La adaptación de Kubrick incidió tanto en el imaginario que una "Lolita" pasó a ser sinónimo de seductora precoz. La iconografía (coletas, gafas de corazón, piruleta) funcionó como un puñetazo. Y así como no hay mayor ciego que el que no quiere ver, tampoco hay historia más allá de la que uno quiere escuchar. ¿Mansplaining, mansdegluting? Mucho más atractivo para el espectador /receptor tipo era intuir una historia desestabilizadora en la que la víctima (el hombre) tenía mucho de pobre diablo: caer entre las garras seductoras de una niña de doce años. Por supuesto: ¿a quién no le puede ocurrir algo así? Son los padres, que las visten como putas.

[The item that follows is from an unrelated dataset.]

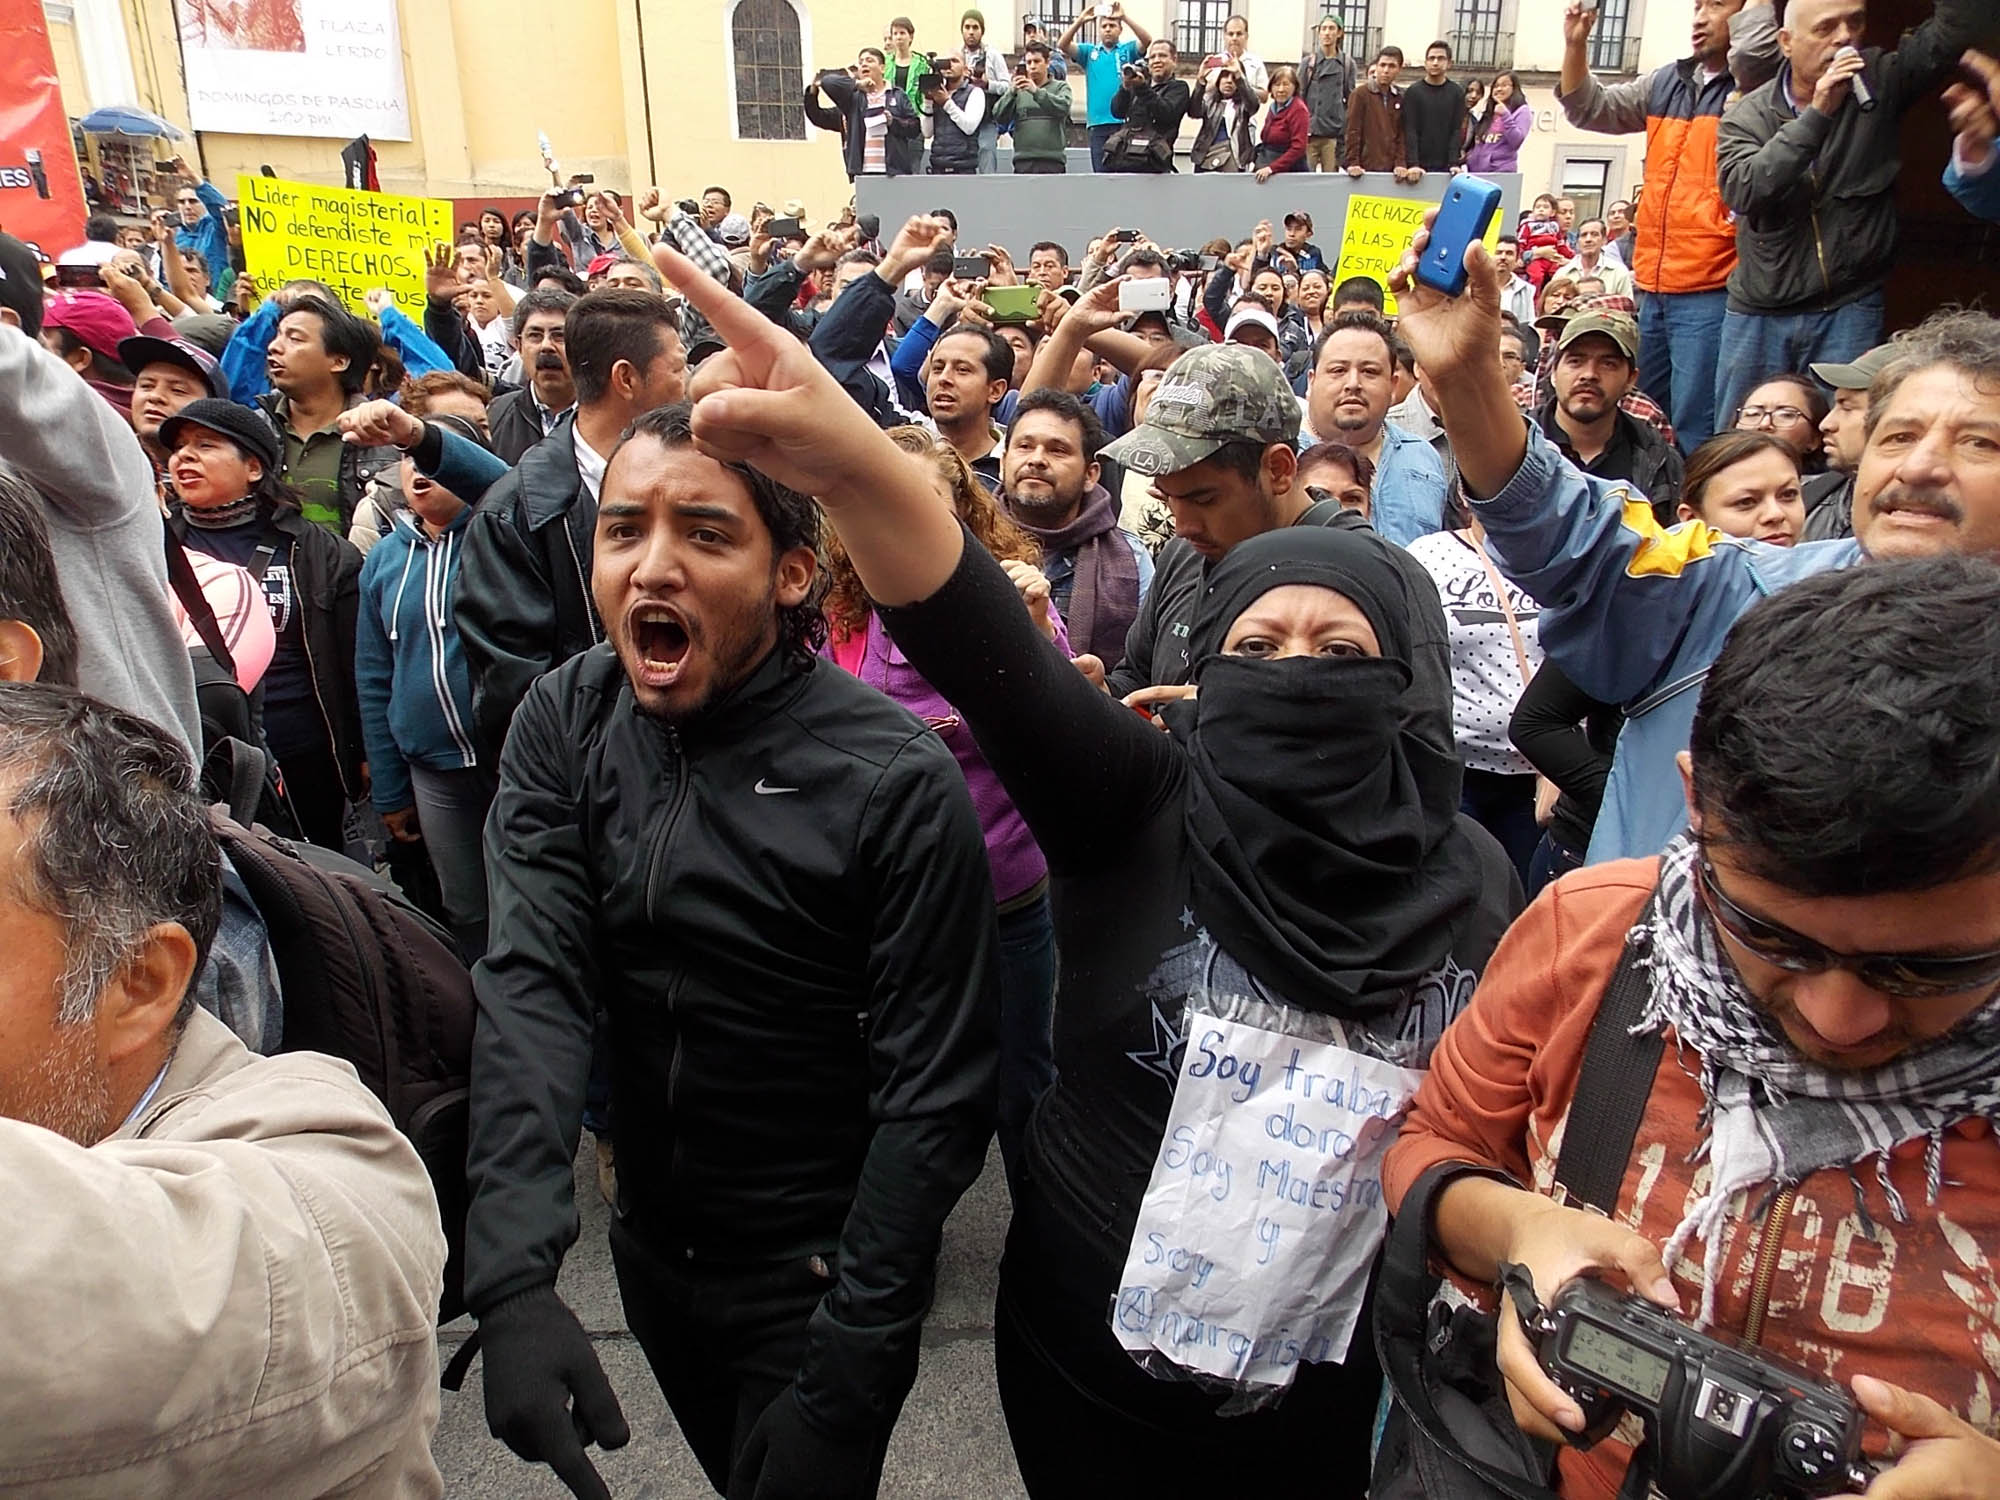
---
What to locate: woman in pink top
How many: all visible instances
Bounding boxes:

"Nada de niñas", llegó a señalar el propio Nabokov, largo como el mismo diablo, cuando discutía cómo debía ser la portada de la novela. Da igual. Lolita dejó pronto de ser Lolita. La mayor parte de las portadas de las muchas ediciones que se han dado de la novela han reproducido algún fotograma de las distintas adaptaciones; o una seductriz infantil de gesto pícaro (en fin); o alguno de los elementos asociados con el mito (de nuevo: coletas, gafas de corazón, piruletas). Alguna, es cierto, retoma el tema de la mariposa, que era el que Vladimir Nabokov tenía en mente -y que remite al concepto de nínfula-: en la primera página de su copia personal del manuscrito, Nabokov había dibujado varias mariposas agolpadas y la transcripción de "Lolita" en japonés.

Es difícil encontrar un caso de disociación más grave entre lo que hay dentro y fuera de un libro que en el caso de Lolita. Consciente de ello, John Bertrand convocó hace unos años a distintos ilustradores para que desarrollaran una portada que se mantuviera fiel, tanto a los deseos de Nabokov como al contenido de la novela. Una selección de esa convocatoria aparece en las interesantes propuestas reunidas en Lolita: historia de una chica de portada (Lolita: The Story of a Cover Girl), que Bertrand terminó publicando en papel. Un trabajo -afirmaba Mary Gaitskill en el prólogo- más difícil de lo que pudiera parecer, ya que "ninguna portada podría plasmar las combinaciones imposibles e infernales de amor y crueldad que se encuentran en la historia". Tal vez. Desde luego, la propuesta consiguió reunir ideas soberbias: por ejemplo, la piruleta aplastada de Jennifer Heuer, efectiva en su simplicidad; o los labios que reproducen la fonética de Lo-li-ta de Matt Dorfman, que remiten implícitamente a la obsesión de Humbert Humbert y a la sensualidad no buscada. O el trabajo de Jamie Keenan, con un libro hecho carne que recuerda lo escandaloso -¿en su época? ¿en esta época?- de sus páginas.

La nueva portada de Lolita de Anagrama -firmada por Henn Kim-, con una chica atravesada por unas tijeras y una llave de cuerda a la espalda, no hace más que casar continente con contenido.

En tiempo de revisionismos, Lolita se ha convertido en un farolillo rojo. Laura Freixas, por ejemplo, opinaba esta semana que la obra merece ser leída pero no "sacralizada". Sin embargo, los elementos resbaladizos de la historia -la cosificación "justificada", la supuesta seducción, un abuso que, a ojos de su narrador, se nos presenta como consentimiento- ni están en la conclusión ni son lo que la novela cuenta -mientras que los hechos que se narran, como en un juicio, hablan de cosas tan brutales como un tutor legal que tiene relaciones con una niña, el secuestro de una menor o los crímenes de sangre de Humbert Humbert-. La zona gris la procuran las proyecciones de la mente del protagonista -Nabokov nos la cede: aquí tienen el cerebro de un pedófilo narcisista, tengan cuidado, no se manchen- y la interpretación -predominante, sesgada y, sí, machista- que terminó popularizándose de la historia.

Asumirla como una influencia funesta es no haberla entendido.